We have just shown that any string with value divisible by three cannot be
generated in the MIU system if starting from `MI`. The question remains: Which
strings can we generate? Is it possible to generate all other strings `Mx`, i.e.
those with value not divisible by three?

The answer turns out to be yes, using a simple algorithm.

1. Generate `My = MIIIIII...III` by applying rule 1 to `MI`, such that the following holds:
   the value of `My` is larger than `Mx` and `value(My) = value(Mx) (mod 3)`.
2. Append `U` if `value(My) != value(Mx) (mod 6)`.
3. Merge `IIIIII` to `UU` and delete until the value of `My` is the value of `Mx`.
4. Replace the `MIIII...III` with `Mx` by applications of rules 2 and 3.

It is always possible to apply step 1: the infinite sequence of strings
generated by repeatedly applying rule 1 to `MI` has values `1, 2, 4, 8, 16, 32,
...`, generating all powers of 2. Taking these values modulo 3 we get `1, 2, 1,
2, 1, 2, 1, 2, ...`, i.e. `2^i (mod 3)` is 1 if i is odd, and 2 otherwise.

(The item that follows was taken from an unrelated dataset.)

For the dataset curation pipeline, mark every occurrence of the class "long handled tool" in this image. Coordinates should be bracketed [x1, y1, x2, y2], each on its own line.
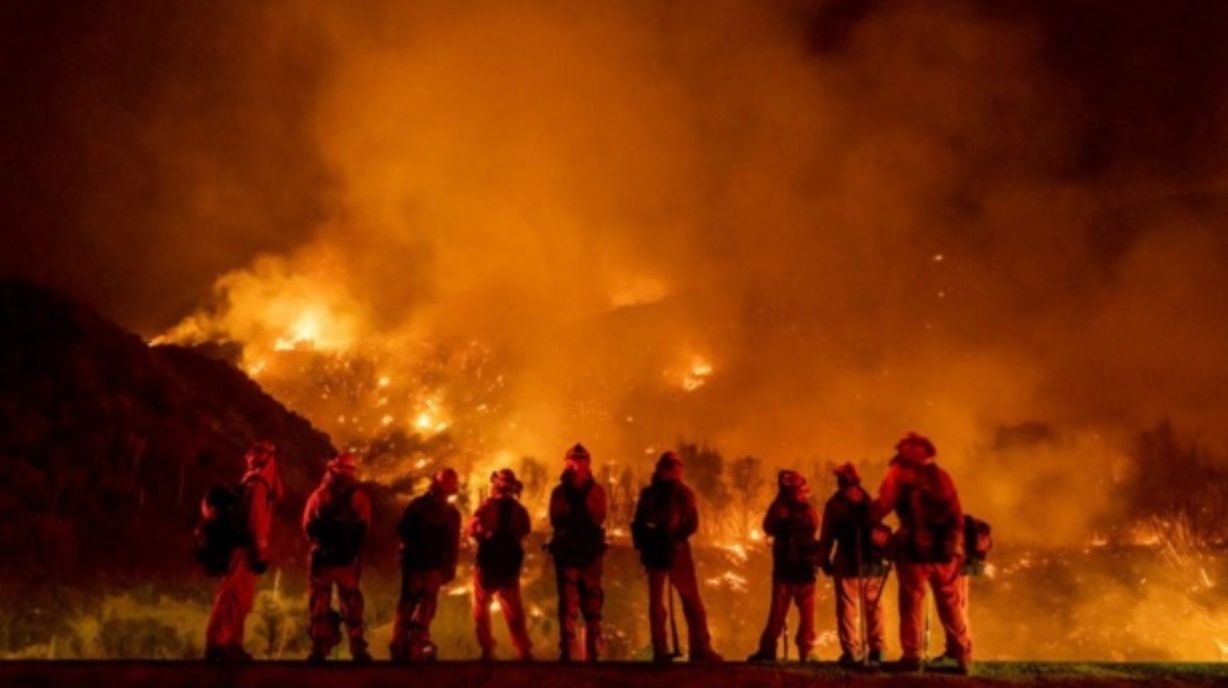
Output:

Since
`value(Mx) != 0` by assumption, there always exists a longer string `My` such that
`value(My) = value(Mx) (mod 3)`.

In step 3 we need to delete `U` pairs until we have that `value(My) =
value(Mx)`. Unfortunately, we can only decrease `value(My)` in steps of six,
since we can only `U`s in pairs. This is where rule 2 comes into play: if
`value(My) != value(Mx) (mod 6)`, then there would be one `U` left over. (Note:
since these values are congruent modulo 3 the only possible case is that
`value(Mx) + 3 == value(My) (modulo 6)`).  Appending an additional `U` before
deleting `UU`s, increases `value(My)` be 3, and everything works out.

Step 4 is simple: `Mx` has the same value as `My` and we can use rule 2 to
convert `III`s to `U`s, in the right positions. Thus we have shown that the
`MIU` system lets us generate precisely the strings which have a value not
divisible by 3.